Teaching Ethics

By | December 2, 2019

Can ethics be taught? New research suggests yes, while offering the first large-sample study on how rules and ethics training affects behavior and employment decisions in the financial sector.

“Skeptics often criticize the lack of empirical evidence that shows ethics training works,” says Zachary Kowaleski, assistant professor of accountancy in the University of Notre Dame’s Mendoza College of Business, one author of “Can Ethics be Taught? Evidence from Securities Exams and Investment Adviser Misconduct” study to be published in the Journal of Financial Economics. “A key barrier has been difficulty observing both training and subsequent behavior.”

The researchers studied nearly 1.2 million investment advisers and financial representatives working at U.S. broker-dealers between 2007 and 2017, with a focus on the consequenwces of a 2010 change in the investment adviser qualification exam. That year, coverage shifted from the rules and ethics section to the technical material section. The rules and ethics section covers allowable forms of compensation, disclosure requirements and prohibitions of unethical business practices, while the technical section covers such topics as capital market theory, investment vehicle characteristics, ratios and financial reporting. Prior to the change, rules and ethics questions received an 80% weight. After the change, they were weighted only 50%.

The authors compared individuals with similar current employers, locations, qualifications and experience, but who took different versions of the exam.

Skeptics often criticize the lack of empirical evidence that shows ethics training works.

They discovered those passing the older exam containing more rules and ethics coverage were one-fourth less likely to commit misconduct, including obvious offenses such as fraud, theft or deception. This reveals the exam alters individuals’ perception of acceptable conduct and not just their awareness of specific rules.

Kowaleski said it’s surprising to see an effect.

“Behavioral ethics research shows that business people often do not recognize when they are making ethical decisions,” he says. “They approach these decisions by weighing costs and benefits, and by using emotion or intuition.”

These results are consistent with the exam playing a “priming” role, where early exposure to rules and ethics material prepares the individual to behave appropriately later. Those passing the exam without prior misconduct appear to respond most to the amount of rules and ethics material covered on their exam. Those already engaging in misconduct, or having spent several years working in the securities industry, respond least or not at all.

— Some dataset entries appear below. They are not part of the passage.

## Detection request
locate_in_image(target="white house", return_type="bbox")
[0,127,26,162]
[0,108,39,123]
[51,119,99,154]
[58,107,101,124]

The study also examines what happens when people with more ethics training find themselves surrounded by bad behavior, revealing these individuals are more likely to leave their jobs. “We study this effect both across organizations and within Wells Fargo, during their account fraud scandal,” Kowaleski explains. “That those with more ethics training are more likely to leave misbehaving organizations suggests the self-reinforcing nature of corporate culture.”